高级用法

本节为高级用户详细介绍推理脚本。

Studio Voice NIM 使用 gRPC 端点。导入已编译的 gRPC protos 以调用 NIM。

import os
import sys
import grpc

sys.path.append(os.path.join(os.getcwd(), "../interfaces/studio_voice"))
# Importing gRPC compiler auto-generated maxine studiovoice library
import studiovoice_pb2, studiovoice_pb2_grpc  # noqa: E402

NIM 调用使用双向 gRPC 流。要生成请求数据流,请定义一个 Python 生成器函数。这也称为 Python 迭代器形式,一个在调用后产生结果的简单函数。yield 返回要流式传输的块。

def generate_request_for_inference(input_filepath: os.PathLike) -> None:
    """Generator to produce the request data stream

    Args:
      input_filepath: Path to input file
    """
    DATA_CHUNKS = 64 * 1024  # bytes, we send the wav file in 64KB chunks
    with open(input_filepath, "rb") as fd:
        while True:
            buffer = fd.read(DATA_CHUNKS)
            if buffer == b"":
                break
            yield studiovoice_pb2.EnhanceAudioRequest(audio_stream_data=buffer)

在调用 NIM 之前,定义一个处理传入流并将其写入输出文件的函数。

from typing import Iterator

def write_output_file_from_response(
    response_iter: Iterator[studiovoice_pb2.EnhanceAudioResponse],
    output_filepath: os.PathLike
) -> None:
    """Function to write the output file from the incoming gRPC data stream.

    Args:
      response_iter: Responses from the server to write into output file
      output_filepath: Path to output file
    """
    with open(output_filepath, "wb") as fd:
        for response in response_iter:
            if response.HasField("audio_stream_data"):
                fd.write(response.audio_stream_data)

现在我们已经设置了请求生成器和输出迭代器,连接到 NIM 并调用它。

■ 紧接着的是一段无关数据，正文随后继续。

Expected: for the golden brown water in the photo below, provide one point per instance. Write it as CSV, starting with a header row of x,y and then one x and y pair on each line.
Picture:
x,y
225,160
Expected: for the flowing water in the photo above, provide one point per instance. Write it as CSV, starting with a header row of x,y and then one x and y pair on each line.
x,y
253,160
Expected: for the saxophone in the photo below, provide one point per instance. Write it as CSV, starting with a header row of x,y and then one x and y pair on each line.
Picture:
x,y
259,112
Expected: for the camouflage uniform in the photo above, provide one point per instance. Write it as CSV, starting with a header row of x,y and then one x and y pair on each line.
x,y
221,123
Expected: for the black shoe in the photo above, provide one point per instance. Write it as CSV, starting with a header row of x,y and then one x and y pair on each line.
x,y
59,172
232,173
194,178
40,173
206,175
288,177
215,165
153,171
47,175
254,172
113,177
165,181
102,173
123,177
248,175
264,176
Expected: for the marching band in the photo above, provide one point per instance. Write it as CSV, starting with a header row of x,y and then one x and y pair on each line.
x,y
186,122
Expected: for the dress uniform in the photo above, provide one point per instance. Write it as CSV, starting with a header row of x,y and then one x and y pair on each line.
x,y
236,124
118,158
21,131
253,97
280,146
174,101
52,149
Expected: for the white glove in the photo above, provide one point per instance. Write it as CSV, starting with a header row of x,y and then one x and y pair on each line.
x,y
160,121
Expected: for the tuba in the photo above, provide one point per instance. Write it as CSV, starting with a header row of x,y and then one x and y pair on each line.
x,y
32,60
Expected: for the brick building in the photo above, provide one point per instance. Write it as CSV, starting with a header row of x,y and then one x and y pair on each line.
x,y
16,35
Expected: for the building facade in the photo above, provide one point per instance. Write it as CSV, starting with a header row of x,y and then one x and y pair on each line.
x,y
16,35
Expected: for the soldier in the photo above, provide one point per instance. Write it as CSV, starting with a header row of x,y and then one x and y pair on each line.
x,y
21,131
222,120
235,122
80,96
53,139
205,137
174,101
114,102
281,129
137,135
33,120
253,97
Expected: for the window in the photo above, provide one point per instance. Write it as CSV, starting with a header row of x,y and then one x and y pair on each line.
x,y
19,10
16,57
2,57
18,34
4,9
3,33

输入文件路径存储在变量 input_filepath 中,输出文件写入到变量 output_filepath 中指定的位置。在检查输出文件之前,请等待确认函数调用已完成的消息。在下面的代码片段中填写目标的正确主机和端口

import time

input_filepath = "../assets/studio_voice_48k_input.wav"
output_filepath = "studio_voice_48k_output.wav"

with grpc.insecure_channel(target="localhost:8001") as channel:
    try:
        stub = studiovoice_pb2_grpc.MaxineStudioVoiceStub(channel)
        start_time = time.time()

        responses = stub.EnhanceAudio(
            generate_request_for_inference(input_filepath=input_filepath),
            metadata=None,
        )

        write_output_file_from_response(response_iter=responses, output_filepath=output_filepath)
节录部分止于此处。